Not that the deceptive advertising has been lost on bloggers. In a post on site Snark, Critic and Pop!, Daniel Ross labeled the film "Kiara the Too-Be-Sued By Pixar."
But should Pixar or Disney opt for a legal challenge, they face an uphill battle.
Glen Rothstein, an entertainment litigation partner at Blank Rome LLP, said that, at least in California, courts have set a high bar for what constitutes copyright infringement. It is not enough that one film ape the style and certain story elements of another production, it has to be substantially similar in tone, pacing and plot to be deemed illegal. In some cases, the plaintiff must prove that the studio in question had access to the script or rough cut of the film before mounting their own productions.
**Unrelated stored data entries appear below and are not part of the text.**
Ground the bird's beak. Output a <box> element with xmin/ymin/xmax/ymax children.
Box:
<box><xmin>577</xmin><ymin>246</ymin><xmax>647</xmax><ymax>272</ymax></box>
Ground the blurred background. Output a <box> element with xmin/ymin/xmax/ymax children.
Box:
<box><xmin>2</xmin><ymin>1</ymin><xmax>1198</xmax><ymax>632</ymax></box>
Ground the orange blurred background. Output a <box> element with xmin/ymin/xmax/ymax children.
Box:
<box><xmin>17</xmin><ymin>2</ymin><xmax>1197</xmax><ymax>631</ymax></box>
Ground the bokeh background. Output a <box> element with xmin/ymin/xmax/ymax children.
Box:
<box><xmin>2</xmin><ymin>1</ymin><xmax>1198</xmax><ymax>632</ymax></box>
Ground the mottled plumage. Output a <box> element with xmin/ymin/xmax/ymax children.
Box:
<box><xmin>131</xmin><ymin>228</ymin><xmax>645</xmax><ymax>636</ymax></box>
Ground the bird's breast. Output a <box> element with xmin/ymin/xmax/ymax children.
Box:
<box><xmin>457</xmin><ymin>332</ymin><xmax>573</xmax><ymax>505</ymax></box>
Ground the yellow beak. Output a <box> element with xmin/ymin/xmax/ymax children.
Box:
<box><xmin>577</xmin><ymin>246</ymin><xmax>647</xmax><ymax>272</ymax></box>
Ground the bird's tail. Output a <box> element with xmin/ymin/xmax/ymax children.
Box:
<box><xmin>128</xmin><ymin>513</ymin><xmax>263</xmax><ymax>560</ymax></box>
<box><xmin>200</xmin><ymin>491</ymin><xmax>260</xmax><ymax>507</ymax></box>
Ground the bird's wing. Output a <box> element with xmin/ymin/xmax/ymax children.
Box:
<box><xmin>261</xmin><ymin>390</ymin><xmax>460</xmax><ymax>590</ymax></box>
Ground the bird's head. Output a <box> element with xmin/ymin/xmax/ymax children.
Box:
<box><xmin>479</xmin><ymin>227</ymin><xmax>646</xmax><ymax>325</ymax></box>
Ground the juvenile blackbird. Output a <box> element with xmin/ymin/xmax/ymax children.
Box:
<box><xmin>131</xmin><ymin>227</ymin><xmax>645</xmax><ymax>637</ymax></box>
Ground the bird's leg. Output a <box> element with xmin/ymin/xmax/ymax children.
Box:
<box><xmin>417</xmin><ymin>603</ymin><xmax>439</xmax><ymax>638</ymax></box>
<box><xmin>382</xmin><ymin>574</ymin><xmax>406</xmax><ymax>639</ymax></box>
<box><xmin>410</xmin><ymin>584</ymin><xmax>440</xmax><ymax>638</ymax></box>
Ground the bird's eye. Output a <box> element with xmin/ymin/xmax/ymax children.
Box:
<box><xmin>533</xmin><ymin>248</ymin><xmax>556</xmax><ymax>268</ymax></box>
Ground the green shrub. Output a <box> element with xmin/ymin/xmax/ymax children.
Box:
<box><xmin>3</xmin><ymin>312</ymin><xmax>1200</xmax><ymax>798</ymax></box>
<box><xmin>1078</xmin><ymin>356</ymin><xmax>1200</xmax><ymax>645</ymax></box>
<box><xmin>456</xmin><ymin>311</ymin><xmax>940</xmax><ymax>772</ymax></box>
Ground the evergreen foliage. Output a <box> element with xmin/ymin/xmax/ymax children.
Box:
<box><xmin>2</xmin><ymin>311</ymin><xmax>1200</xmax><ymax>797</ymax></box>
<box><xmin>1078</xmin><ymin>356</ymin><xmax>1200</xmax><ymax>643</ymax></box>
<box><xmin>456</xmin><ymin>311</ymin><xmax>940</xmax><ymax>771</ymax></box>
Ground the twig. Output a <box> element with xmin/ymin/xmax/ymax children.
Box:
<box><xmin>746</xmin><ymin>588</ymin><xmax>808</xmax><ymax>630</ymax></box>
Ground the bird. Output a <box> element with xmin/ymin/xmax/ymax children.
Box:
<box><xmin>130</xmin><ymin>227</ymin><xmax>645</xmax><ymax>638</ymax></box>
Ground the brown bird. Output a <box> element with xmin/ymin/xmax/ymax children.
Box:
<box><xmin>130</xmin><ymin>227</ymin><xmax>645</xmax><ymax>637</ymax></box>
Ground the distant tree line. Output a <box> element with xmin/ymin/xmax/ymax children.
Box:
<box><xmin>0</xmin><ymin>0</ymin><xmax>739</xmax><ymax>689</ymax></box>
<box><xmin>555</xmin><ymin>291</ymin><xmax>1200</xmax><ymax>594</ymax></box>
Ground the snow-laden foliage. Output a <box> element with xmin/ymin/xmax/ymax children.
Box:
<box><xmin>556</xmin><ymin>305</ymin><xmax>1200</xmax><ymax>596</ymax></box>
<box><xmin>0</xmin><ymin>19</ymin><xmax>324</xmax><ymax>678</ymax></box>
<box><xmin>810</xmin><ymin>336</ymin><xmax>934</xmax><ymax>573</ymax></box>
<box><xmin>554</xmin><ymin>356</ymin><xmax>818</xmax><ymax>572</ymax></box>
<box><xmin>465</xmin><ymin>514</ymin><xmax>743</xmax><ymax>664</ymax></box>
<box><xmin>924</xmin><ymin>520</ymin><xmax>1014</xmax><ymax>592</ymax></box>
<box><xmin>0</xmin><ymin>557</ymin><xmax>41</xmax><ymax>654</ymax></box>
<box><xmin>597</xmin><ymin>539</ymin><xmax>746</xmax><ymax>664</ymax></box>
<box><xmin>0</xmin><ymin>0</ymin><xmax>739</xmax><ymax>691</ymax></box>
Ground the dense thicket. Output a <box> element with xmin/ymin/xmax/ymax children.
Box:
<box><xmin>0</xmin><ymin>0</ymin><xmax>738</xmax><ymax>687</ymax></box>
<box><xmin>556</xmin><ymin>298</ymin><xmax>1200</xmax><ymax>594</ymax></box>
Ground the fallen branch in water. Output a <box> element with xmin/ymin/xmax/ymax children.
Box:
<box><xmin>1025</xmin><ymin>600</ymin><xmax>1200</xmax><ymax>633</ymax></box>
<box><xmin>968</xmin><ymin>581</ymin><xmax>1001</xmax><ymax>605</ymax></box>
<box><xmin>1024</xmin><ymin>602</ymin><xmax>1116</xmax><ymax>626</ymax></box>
"It may not be clever, it may not be good, but it is probably not unlawful," Rothstein said. "It seems like an attempt to get a free ride on the look and feel of another film."
Nor is it the first time a distributor or studio has tried to mimic the advertising and plot of a hit animated film. For instance, "Chop Kick Panda" and "Ratatoing" were both produced on the cheap and borrowed liberally from "Kung Fu Panda" and "Ratatouille," respectively.
Soon to join them in the animation hall of infamy is "Life's a Jungle: Africa's Most Wanted," the story of an animal who gets separated from his owner in Africa.
That makes its home-entertainment debuted on June 12, four days after DreamWorks Animation's "Madagascar 3: Europe's Most Wanted" was released in theaters.
Any plot similarities must be purely coincidental.